Newham's biological father was Berthold Paul Wiesner, the physiologist known for coining the term 'Psi', now widely used to signify parapsychological phenomena, and who sired over six hundred children through anonymous sperm donation at an unauthorized London fertility clinic jointly managed with his wife, the obstetrician Mary Barton, from which they both absconded after burning all records of their endeavour.
Newham grew up falsely believing that his mother's abusive husband Derek Joseph Newham was his biological father, and frequently attempted to discern the subject of violent arguments between them as he listened in his bedroom, from where only the timbre of the voices, including shouts, screams, and crying were perceptible.

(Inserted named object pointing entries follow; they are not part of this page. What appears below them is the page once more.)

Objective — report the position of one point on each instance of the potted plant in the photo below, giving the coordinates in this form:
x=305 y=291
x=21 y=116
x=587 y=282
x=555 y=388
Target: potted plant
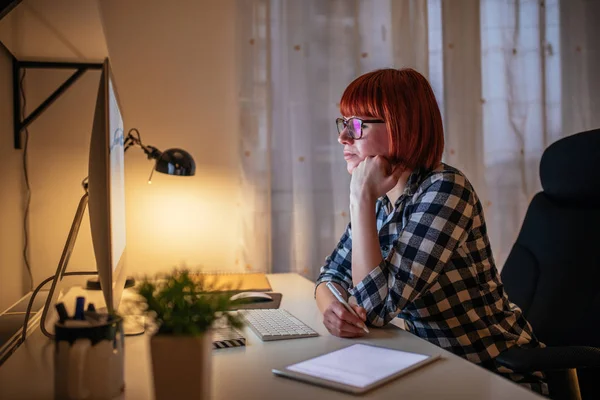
x=184 y=309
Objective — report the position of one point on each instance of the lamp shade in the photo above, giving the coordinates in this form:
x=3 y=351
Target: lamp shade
x=176 y=162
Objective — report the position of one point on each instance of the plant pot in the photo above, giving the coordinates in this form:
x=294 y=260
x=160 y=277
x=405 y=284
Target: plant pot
x=181 y=366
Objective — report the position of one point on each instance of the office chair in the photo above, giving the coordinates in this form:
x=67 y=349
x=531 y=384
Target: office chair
x=553 y=270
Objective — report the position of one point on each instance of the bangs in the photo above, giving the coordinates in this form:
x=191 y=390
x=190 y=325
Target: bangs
x=362 y=97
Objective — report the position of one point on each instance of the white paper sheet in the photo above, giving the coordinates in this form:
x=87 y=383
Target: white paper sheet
x=358 y=365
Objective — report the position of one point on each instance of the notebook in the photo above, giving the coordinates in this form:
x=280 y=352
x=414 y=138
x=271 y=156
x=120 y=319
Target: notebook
x=238 y=282
x=357 y=368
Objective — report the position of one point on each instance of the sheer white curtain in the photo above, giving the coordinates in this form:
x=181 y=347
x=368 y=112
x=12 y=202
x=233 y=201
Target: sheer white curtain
x=496 y=67
x=296 y=59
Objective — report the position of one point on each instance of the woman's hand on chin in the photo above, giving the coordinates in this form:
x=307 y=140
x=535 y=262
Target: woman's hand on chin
x=372 y=178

Newham was subsequently inspired by the life of German vocal coach Alfred Wolfsohn, and the research conducted at the Alfred Wolfsohn Voice Research Centre.
Alfred Wolfsohn (1896 - 1962) was a German Jew who suffered persistent auditory hallucination of screaming soldiers, whom he had witnessed dying of wounds while serving as a stretcher bearer in the trenches of World War I, at the age of eighteen. After being subsequently diagnosed with shell shock, Wolfsohn failed to recover in response to hospitalization or psychiatric treatment, but claimed to have cured himself by vocalizing the extreme sounds of his hallucinations, bringing about what he described as a combination of catharsis and exorcism.